Tutti sanno che la disciplina dei licenziamenti italiana è una delle strettoie più pesanti, che rendendo difficilissimo per le imprese ridurre il personale assunto a tempo indeterminato le scoraggia dal farlo anche quando ne avrebbero bisogno. Da anni i riformisti di ogni parte indicano in questo blocco dei licenziamenti la causa del rallentamento delle assunzioni e propongono soluzioni alternative, basate sull’aumento dell’indennità di licenziamento. Ora che il governo, in una situazione eccezionale, ha deciso di agire su questa materia, lasciando peraltro alla contrattazione aziendale, e quindi alle rappresentanze sindacali di fabbrica, il compito di decidere nel merito, si fatica a sentire l’eco delle posizioni riformiste.
Eppure la riforma proposta è strutturale, rispettosa del ruolo contrattuale dei sindacati e delle loro controparti aziendali, ed esclude i casi di maggiore impatto sociale e famigliare. Nel momento in cui la Cgil, tetragona a ogni accordo, scende in piazza in nome di un obiettivo puramente protestatario, è lecito attendersi dai riformisti di sinistra, in particolare da quelli del Partito democratico, un’assunzione di responsabilità.
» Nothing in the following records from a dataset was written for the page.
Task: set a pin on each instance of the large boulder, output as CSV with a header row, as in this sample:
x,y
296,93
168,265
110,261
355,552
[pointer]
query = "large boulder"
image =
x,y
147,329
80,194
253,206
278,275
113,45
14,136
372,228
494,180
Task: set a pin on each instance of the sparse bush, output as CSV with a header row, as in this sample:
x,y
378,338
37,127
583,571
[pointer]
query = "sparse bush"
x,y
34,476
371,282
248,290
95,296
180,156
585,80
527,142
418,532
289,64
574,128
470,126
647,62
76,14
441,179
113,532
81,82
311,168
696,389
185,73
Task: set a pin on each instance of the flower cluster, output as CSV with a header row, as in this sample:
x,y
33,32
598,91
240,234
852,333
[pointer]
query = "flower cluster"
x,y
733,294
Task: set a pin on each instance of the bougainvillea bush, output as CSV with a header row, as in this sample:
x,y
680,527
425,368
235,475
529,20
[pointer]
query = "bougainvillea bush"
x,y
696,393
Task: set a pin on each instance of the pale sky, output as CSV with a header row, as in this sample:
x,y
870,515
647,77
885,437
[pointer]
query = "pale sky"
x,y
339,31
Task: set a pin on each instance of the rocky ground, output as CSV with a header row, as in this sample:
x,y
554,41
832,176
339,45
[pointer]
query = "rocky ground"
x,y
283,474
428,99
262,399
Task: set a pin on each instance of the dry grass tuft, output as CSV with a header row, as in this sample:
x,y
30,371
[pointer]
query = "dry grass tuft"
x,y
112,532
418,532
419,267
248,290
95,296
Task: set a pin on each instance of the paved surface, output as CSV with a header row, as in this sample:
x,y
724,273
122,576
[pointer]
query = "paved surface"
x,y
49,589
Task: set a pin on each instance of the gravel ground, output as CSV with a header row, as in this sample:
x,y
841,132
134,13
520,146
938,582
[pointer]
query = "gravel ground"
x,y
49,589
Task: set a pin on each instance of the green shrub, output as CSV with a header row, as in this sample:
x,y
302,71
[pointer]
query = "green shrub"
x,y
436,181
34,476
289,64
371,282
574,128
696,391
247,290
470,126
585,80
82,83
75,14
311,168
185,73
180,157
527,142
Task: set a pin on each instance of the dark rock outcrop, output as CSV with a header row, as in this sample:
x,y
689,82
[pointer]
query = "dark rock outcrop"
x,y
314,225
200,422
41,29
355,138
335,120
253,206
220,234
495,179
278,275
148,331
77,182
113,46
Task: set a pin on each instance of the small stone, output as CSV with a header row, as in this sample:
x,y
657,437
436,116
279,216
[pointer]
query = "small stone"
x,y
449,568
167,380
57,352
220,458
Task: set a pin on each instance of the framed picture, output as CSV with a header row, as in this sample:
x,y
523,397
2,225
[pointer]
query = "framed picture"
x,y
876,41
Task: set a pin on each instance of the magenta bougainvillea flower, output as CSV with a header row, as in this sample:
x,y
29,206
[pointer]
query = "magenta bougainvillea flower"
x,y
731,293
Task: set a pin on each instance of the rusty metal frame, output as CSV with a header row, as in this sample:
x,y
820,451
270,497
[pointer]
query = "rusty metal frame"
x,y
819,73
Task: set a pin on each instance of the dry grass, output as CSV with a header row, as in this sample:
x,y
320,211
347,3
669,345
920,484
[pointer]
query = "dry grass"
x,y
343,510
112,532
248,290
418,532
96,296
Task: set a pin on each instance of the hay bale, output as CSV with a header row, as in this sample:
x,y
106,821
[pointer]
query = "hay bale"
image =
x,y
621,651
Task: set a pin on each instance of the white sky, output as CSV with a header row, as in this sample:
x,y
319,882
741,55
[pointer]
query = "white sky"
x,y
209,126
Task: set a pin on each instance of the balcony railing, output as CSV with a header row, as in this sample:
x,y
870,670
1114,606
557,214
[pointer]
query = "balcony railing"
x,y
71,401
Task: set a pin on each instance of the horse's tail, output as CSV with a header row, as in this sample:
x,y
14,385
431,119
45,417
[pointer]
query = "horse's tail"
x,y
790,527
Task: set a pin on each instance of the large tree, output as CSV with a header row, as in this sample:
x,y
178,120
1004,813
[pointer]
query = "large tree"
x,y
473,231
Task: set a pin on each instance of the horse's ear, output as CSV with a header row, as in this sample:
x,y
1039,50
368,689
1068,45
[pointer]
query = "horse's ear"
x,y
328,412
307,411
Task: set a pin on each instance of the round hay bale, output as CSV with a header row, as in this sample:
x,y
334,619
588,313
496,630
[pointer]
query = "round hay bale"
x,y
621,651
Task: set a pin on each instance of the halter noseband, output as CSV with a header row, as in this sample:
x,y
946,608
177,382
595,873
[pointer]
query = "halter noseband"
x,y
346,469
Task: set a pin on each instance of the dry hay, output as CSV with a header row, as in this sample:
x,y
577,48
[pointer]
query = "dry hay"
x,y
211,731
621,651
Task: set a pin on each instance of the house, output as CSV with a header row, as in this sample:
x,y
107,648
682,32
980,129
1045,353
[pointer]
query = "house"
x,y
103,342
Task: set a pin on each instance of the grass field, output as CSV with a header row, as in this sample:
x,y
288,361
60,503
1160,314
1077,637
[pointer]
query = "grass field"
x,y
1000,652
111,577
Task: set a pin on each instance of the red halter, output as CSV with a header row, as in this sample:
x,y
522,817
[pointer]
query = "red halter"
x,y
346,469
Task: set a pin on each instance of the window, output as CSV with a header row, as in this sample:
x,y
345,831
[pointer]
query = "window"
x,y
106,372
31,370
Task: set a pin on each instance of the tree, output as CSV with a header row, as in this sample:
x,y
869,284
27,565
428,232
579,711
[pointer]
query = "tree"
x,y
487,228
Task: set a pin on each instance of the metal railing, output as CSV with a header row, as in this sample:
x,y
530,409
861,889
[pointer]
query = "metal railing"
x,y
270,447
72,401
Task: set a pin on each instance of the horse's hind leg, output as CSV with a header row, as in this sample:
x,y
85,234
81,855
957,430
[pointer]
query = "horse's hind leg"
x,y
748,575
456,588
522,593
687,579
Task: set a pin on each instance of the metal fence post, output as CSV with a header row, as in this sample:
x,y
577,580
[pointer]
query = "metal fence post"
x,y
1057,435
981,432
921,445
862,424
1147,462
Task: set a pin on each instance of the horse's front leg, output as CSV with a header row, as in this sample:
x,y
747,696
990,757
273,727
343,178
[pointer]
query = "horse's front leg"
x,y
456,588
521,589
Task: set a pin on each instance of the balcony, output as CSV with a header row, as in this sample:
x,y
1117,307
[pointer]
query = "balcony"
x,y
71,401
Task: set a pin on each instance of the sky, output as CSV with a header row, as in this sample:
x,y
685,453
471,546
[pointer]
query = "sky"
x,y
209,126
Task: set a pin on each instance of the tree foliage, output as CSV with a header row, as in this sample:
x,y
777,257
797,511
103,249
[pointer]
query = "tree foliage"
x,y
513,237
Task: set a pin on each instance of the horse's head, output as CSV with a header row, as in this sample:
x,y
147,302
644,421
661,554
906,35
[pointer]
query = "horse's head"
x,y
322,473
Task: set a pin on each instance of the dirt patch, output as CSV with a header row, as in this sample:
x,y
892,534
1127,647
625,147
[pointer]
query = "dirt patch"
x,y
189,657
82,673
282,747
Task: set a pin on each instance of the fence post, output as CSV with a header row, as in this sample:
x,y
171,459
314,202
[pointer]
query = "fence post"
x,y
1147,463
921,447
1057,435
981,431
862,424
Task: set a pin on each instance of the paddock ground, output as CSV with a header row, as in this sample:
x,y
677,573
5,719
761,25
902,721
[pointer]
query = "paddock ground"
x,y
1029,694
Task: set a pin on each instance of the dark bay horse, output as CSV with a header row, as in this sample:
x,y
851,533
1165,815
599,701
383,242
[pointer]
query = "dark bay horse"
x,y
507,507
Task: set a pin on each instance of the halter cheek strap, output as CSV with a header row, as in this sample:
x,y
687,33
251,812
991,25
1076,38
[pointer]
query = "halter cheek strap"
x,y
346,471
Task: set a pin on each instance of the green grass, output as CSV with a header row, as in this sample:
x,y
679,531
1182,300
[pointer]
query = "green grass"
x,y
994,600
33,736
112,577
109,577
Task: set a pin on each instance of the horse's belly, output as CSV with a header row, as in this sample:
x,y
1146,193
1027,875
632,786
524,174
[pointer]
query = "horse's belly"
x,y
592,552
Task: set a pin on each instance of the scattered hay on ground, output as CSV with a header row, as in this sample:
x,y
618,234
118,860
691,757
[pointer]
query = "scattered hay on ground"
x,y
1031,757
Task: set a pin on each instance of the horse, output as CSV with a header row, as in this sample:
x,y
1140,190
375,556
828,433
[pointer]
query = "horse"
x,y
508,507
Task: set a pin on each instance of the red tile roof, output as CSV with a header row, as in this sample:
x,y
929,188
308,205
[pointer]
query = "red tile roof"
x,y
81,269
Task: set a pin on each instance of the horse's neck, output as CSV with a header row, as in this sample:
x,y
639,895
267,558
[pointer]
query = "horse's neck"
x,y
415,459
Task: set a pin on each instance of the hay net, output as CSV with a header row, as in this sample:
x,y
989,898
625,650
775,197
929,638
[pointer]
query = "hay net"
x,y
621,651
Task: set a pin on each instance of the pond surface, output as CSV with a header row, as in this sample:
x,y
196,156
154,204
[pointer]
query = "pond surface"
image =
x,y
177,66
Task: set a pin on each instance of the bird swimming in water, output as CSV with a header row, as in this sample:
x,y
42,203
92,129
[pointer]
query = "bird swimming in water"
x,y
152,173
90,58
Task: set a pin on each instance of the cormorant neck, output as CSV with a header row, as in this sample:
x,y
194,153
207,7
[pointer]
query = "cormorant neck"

Alcuni già nelle settimane scorse avevano contestato lo sciopero solitario contestandone la tempestività e l’efficacia. Ora il responsabile economico del Pd, Stefano Fassina, che pure in un passato non remoto fu esponente del riformismo, ritorna all’ovile e annuncia la sua adesione alla manifestazione indetta da Susanna Camusso. Altri, che non si sono pentiti tanto rapidamente, non aderiscono, il che è già importante, ma darebbero un contributo culturale più significativo se uscissero dall’equivoco bersaniano secondo cui chiunque attacca il governo, anche se su posizioni antagonistiche, va sostenuto.
Il sindaco di Torino, Piero Fassino, che si era schierato limpidamente con Sergio Marchionne e contro la Cgil nella vertenza aziendale, ora sostiene che la materia del licenziamento dovrebbe essere affidata alla contrattazione tra le parti. Critica il metodo per non entrare nel merito, il che è già qualcosa di questi tempi, ma lascia una sensazione di incompiutezza e di tatticismo. Si possono proporre altre modalità, ma a patto di separarsi dal fronte del rifiuto, che non accetta mai, oggi come in passato, di discutere di nessuna riforma del mercato del lavoro. Se dalle file dei democratici non verranno voci dissonanti e chiare, sarà lecito pensare che in quel partito si può dire di tutto, ma all’atto pratico si è tutt’ora succubi di una specie di cinghia di trasmissione al contrario, che va dalla Cgil al Pd. Proprio mentre si creano le condizioni numeriche per un’alternativa, affossarla dal punto di vista dell’autonomia programmatica sarebbe davvero un errore.